Ocasio-Cortez is a Puerto Rican working-class woman whose political life and career has been formed in the age of pro-Palestinian insurgency in the US.
This would include the Boycott, Divestment, Sanctions campaign against Israel, launched by Palestinian civil society in 2005, in the US in 2009, and since 2013, a site of numerous votes — from college campuses to the Presbyterian church to the United Electrical Workers — to boycott or divest from Israel.
Ocasio-Cortez’s political vision has also been shaped by the Black Lives Matter Movement, which since Michael Brown’s killing by Ferguson police in 2014 has openly embraced Palestinian civil rights: see the Black for Palestine statement signed by more than 1,000 Black intellectuals and activists; the platform of The Movement for Black Lives, which includes an open endorsement of the Boycott, Divestment, Sanctions Movement against Israel; and, significantly, the endorsement of BDS by Ocasio-Cortez’s own party — Democratic Socialists of America — at its annual convention in 2017, a vote driven by young cadre in the organization much like Ocasio-Cortez.
Indeed, Ocasio-Cortez’s statements on recent catastrophic events in Palestine have been well to the left of even the figurehead of the the Democratic Party’s left flank, Bernie Sanders' “Our Revolution." After Israel gunned down dozens of protesters during the “Great March of Return,” Ocasio-Cortez tweeted, “This is a massacre…No state or entity is absolved of mass shootings of protesters. Democrats can’t be silent about this anymore.” Ocasio-Cortez has also openly criticized the Trump administration’s move of the US embassy to Jerusalem, (“where 60 people died”) she tweeted.
Perhaps the most significant account of Ocasio-Cortez’s criticism of Israel came in her explanation to Haaretz of why she tweeted out about the “massacre” of the Great Return March:
Asked later why she chose to post the tweet, Ocasio-Cortez compared the Gaza protesters to civil rights activists in the United States.
“I think I was primarily compelled on moral grounds because I could only imagine if 60 people were shot and killed in Ferguson. Or if 60 people were shot and killed in the West Virginia teachers’ strikes. The idea that we are not supposed to talk about people dying when they are engaging in political expression just really moved me,” she said.
She told interviewer Glenn Greenwald that the “silence” around the Palestinian cause “has been a little interesting to me,” adding that her Puerto Rican roots her to relate to the Palestinian protesters.
“Puerto Rico is a colony that is granted no rights, that has no civic representation,” she said. “If 60 of us were shot in protest of the U.S. negligence in FEMA I couldn’t imagine if there were silence on that.”
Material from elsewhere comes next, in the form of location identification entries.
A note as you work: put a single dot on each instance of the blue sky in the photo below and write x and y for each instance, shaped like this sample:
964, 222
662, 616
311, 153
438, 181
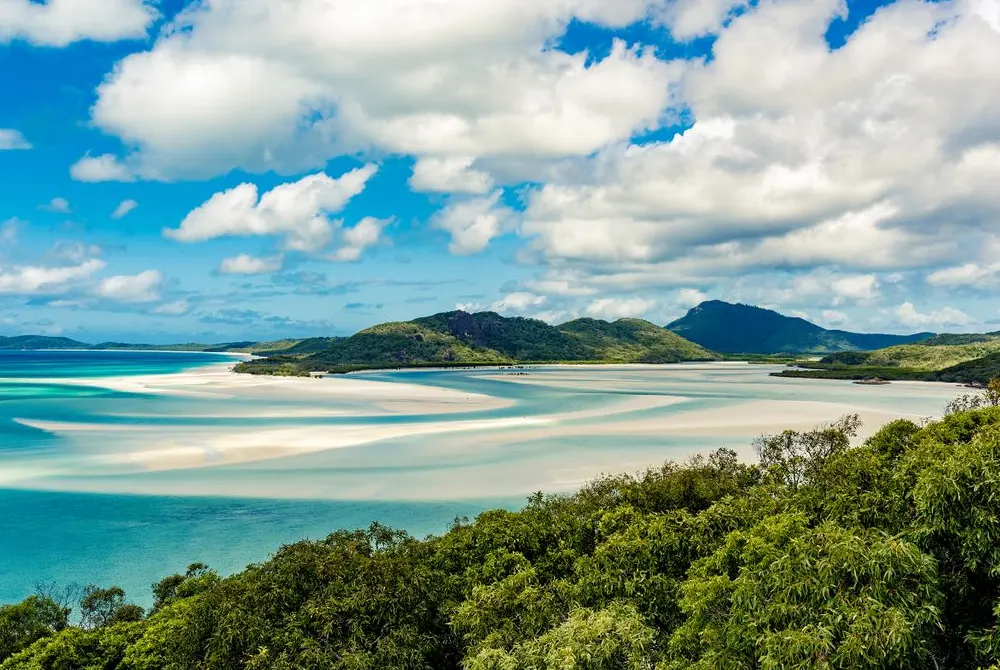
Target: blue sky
246, 169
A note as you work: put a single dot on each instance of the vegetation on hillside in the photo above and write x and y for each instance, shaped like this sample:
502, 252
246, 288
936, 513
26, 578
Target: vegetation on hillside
745, 329
820, 556
459, 338
962, 358
39, 342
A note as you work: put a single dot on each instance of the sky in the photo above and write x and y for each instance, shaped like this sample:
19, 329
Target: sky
222, 170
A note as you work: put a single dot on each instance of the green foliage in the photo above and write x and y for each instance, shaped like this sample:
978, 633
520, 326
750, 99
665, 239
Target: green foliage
728, 328
459, 338
633, 341
106, 607
25, 623
883, 555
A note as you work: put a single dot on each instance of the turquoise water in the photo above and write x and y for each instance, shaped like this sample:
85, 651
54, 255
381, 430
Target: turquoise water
105, 480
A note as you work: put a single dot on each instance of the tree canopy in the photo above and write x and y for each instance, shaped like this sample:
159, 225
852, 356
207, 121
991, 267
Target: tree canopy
823, 555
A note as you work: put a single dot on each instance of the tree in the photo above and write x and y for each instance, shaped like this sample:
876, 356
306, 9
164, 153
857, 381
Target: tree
29, 621
794, 456
104, 607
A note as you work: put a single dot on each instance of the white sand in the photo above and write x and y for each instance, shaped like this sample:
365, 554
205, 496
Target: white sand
449, 456
216, 381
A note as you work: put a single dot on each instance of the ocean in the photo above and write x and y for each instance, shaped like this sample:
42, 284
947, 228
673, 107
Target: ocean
123, 467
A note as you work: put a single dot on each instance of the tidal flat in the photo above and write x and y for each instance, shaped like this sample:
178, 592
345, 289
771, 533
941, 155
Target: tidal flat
125, 466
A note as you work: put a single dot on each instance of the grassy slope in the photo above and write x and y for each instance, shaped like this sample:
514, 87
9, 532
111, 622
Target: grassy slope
881, 556
633, 341
745, 329
39, 342
459, 338
971, 358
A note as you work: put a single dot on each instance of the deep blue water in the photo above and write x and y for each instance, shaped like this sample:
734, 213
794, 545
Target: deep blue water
134, 540
126, 486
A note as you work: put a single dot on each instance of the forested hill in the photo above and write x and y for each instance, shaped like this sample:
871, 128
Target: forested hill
744, 329
39, 342
967, 358
882, 556
461, 338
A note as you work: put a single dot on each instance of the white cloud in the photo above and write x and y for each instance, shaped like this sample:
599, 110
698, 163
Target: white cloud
58, 23
474, 222
946, 316
58, 206
690, 297
105, 167
11, 140
432, 78
250, 265
140, 288
299, 211
124, 207
619, 308
176, 308
519, 303
865, 158
967, 274
9, 231
449, 175
861, 288
359, 237
835, 317
41, 280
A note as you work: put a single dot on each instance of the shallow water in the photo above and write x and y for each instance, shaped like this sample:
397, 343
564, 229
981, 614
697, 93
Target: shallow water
205, 495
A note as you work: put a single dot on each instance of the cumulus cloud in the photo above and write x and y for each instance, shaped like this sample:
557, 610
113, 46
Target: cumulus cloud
432, 78
834, 317
297, 211
42, 280
519, 303
360, 236
450, 175
864, 158
690, 297
175, 308
11, 140
474, 222
123, 209
58, 206
860, 288
140, 288
967, 274
250, 265
619, 308
105, 167
688, 19
946, 316
9, 231
58, 23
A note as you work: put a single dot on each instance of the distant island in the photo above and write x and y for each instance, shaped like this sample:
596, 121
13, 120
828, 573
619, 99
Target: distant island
967, 358
744, 329
714, 330
822, 555
459, 338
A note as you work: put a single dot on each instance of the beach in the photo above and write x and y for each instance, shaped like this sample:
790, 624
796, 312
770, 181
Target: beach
452, 434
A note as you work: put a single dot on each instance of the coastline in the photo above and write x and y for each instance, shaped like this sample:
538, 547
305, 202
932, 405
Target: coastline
347, 437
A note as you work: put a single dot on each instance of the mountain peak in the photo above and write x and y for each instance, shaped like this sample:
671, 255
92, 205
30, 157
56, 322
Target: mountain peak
748, 329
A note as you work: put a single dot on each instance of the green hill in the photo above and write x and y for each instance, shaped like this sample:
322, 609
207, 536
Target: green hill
486, 338
744, 329
967, 358
633, 341
39, 342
Increasingly, she said, “People are separating the actions and status of Palestinians from even the greater geopolitics of the area. People are looking at Palestinians through a humanitarian lens.”
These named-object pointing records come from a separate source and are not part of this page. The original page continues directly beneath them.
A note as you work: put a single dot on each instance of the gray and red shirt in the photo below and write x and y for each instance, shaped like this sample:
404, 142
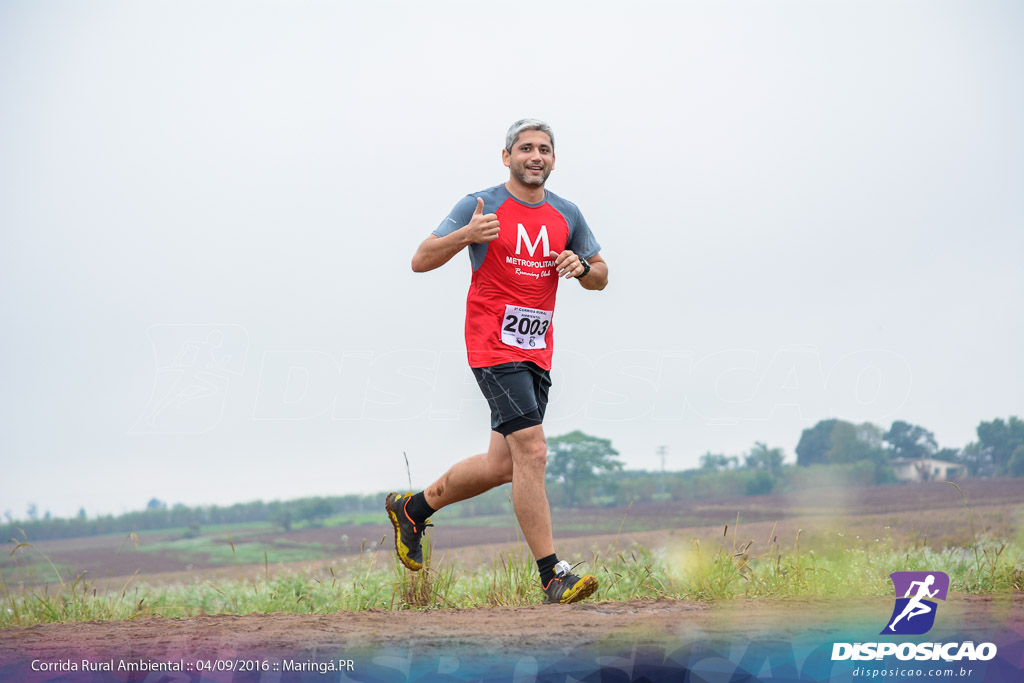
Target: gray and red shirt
511, 299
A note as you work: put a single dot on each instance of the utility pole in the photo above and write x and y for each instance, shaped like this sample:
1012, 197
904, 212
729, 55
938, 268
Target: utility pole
662, 452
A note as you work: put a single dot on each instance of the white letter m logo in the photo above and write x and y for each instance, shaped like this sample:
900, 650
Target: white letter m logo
521, 237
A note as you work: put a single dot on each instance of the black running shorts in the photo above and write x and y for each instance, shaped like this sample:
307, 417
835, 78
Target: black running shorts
517, 394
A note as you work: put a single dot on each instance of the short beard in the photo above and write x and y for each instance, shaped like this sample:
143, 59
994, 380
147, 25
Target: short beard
528, 179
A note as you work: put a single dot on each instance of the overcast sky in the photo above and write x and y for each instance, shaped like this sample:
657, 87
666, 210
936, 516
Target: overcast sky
809, 210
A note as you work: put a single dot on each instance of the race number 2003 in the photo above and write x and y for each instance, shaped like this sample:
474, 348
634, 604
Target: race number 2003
525, 328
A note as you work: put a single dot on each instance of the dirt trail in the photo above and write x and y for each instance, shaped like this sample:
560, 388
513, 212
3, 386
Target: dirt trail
502, 629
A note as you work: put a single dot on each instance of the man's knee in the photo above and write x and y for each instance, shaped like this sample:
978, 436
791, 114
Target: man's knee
505, 473
528, 449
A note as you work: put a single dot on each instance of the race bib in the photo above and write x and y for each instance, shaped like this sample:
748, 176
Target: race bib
525, 328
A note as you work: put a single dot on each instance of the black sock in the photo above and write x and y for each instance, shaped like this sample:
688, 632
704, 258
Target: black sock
546, 565
418, 509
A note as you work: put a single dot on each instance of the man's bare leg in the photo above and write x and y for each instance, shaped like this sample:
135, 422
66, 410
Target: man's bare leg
473, 475
529, 496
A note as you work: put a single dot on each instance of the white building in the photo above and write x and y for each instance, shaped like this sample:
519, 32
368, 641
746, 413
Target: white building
926, 469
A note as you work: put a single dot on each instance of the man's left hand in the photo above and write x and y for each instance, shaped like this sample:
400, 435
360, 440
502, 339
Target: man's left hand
567, 263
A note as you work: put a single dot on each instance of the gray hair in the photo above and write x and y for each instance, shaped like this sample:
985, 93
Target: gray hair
526, 124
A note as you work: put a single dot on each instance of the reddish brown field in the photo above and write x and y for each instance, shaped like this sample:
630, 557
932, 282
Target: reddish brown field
475, 639
919, 514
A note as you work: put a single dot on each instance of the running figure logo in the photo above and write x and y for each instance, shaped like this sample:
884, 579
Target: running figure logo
914, 612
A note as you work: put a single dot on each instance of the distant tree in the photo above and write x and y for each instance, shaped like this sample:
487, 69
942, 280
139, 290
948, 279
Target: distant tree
1000, 438
978, 460
576, 459
815, 443
712, 462
762, 482
765, 459
838, 441
852, 443
906, 440
283, 518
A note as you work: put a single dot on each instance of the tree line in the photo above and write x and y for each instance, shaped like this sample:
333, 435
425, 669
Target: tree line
586, 470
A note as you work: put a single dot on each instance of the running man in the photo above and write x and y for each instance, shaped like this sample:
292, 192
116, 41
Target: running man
521, 241
915, 606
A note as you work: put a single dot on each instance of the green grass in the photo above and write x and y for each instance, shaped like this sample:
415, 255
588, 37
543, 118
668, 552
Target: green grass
227, 550
375, 580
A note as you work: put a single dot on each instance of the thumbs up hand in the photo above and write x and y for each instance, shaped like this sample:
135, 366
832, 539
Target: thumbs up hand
482, 227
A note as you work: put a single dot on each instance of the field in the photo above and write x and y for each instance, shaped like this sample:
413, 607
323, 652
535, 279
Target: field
928, 514
797, 565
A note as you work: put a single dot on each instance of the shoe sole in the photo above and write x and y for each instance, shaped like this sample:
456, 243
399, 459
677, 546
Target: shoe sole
403, 558
583, 590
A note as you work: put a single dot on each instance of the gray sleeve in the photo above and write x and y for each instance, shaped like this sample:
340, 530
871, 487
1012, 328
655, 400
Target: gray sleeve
582, 241
459, 217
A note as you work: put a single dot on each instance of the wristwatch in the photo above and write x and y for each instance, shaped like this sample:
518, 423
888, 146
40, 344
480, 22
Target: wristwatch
586, 268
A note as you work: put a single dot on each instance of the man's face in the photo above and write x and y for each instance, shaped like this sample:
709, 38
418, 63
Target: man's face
531, 159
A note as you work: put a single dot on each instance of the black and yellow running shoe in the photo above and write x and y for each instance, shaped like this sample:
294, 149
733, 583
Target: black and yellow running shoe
566, 587
408, 534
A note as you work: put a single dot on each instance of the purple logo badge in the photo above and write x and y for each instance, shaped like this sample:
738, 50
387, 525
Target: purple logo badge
915, 606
This is not the language of mainstream liberalism, or the Sanders wing of the Democratic Party. Ocasio-Cortez is using the example of US settler-colonialism in her native Puerto Rico to highlight the violence of Israeli setter-colonialism. She is using the memory of violence against the working-class in America — from the Haymarket rebellion to the Battle of Blair Mountain in Matewan, West Virginia — to configure Palestinians as part of a labor international. Analogizing the Great Return March to the figurative killings of striking West Virginia teachers also demonstrates her understanding of historical conjuncture: Ocasio-Cortez is arguing for the right to Palestinian self-determination as part of a universal struggle for social and economic justice under capitalism and colonialism wherever and whenever it exists.
Ocasio-Cortez is now likely to feel significant pushback from the Democratic Party apparatus for her victory, and the road to reform of the Democratic Party is not only long, but impossible.
What is possible is that Ocasio-Cortez is giving an important independent voice to one of the most radical anti-imperialist currents in US politics these days, and that that voice will give confidence to a broader layer of activists to stake out more emancipatory positions on Palestine. Leftists should go all out in support of this aspect of her candidacy.